Because I have experience working administrative positions and working in eLearning (not to mention teaching) she thought I fit the bill. I really did. The trouble is? I didn’t want to fit the bill. I wanted her to offer me a tenure track teaching position. She offered me an admin position making 25k more than I make now. Who would turn that kind of money down? Me. I talked at length about it with Manfriend and he fully supported my decision either way. My head was saying “yes” to the money, the job security, the ability to advance in the college, and to work in a position I know I could really do well.
But my heart? It was saying “no”. Actually, it was saying “no, no, no, no”.
I was very open and honest in my response to the President. I told her I turned the job down because I love teaching and I actually enjoy going to work but the whole truth is that I turned the job down because of Caleb. I don’t want to work 12 hour days, go to work meetings, travel, and spend my nights checking emails. I’d rather spend my time giving snuggles, tickling, bathing, being barfed on and hanging with my special little guy. I also told her that since we plan on having another child, I know I would probably decide to spend a lengthy amount of time at home and that wouldn’t be fair to anyone. She was more than kind in her response and I feel a lot better now that the decision is made.

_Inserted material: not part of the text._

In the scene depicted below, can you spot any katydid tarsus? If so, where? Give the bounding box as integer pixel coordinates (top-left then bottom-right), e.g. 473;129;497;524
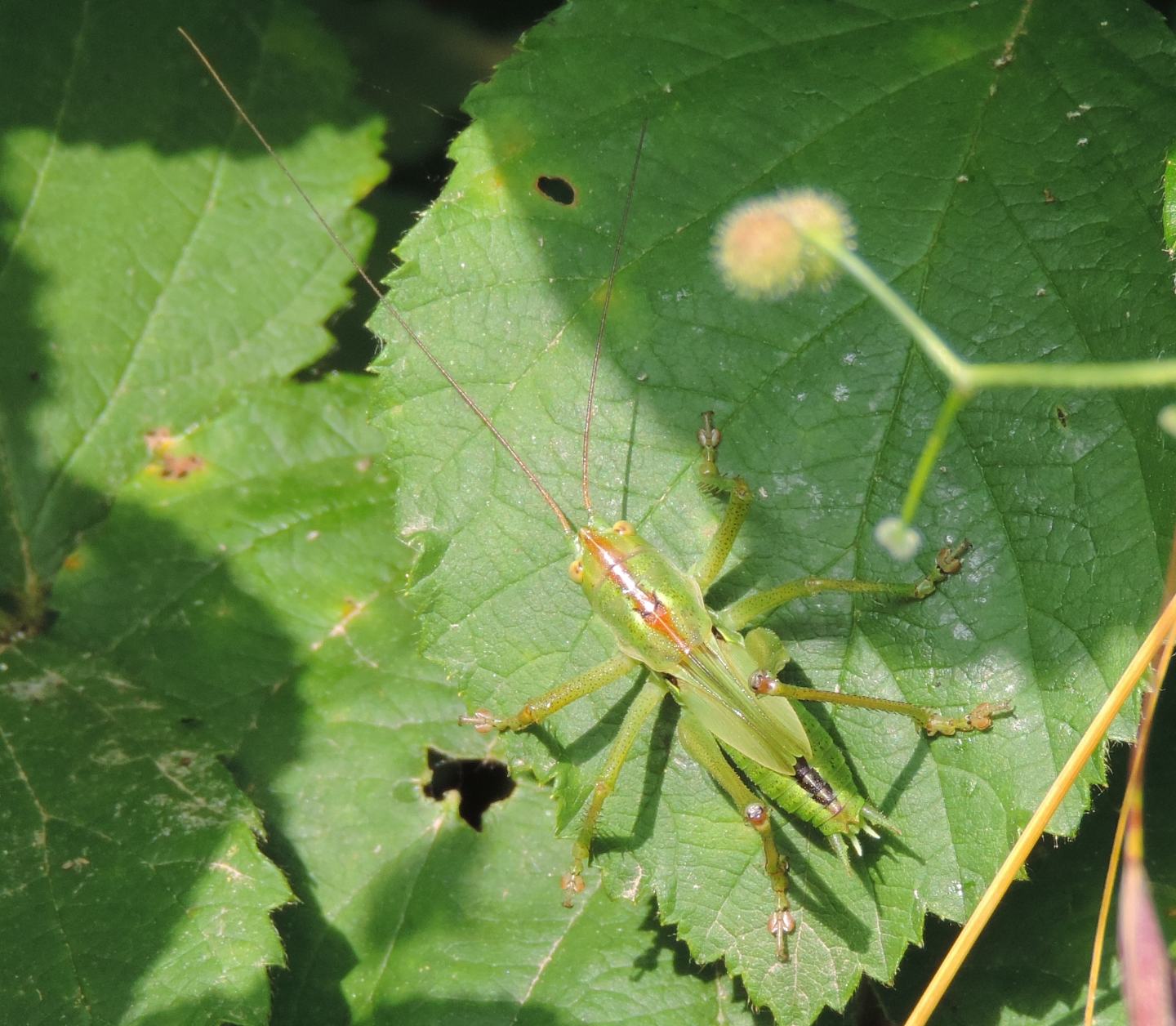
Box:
180;29;1005;960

Here’s why: that same day I received a letter from one of the schools I work for saying what a great job I am doing. Just this week my supervisor came into my class to tell me how much he appreciates my work and later told one of our textbook publishers that I am a better teacher than he is (yeah, I know…crazy). In those moments I was sure my decision was the right one.
But still…we are planning a wedding and want to buy a home next year. The money really would be nice. I would have snatched it up a year ago but today, no thank you. I love my life. I love my job and that even though I have no job security I get to spend a lot of time at home with my family. All of the money in the world wouldn’t buy me time.
In the end, the heart won out. I sort of feel like it always should.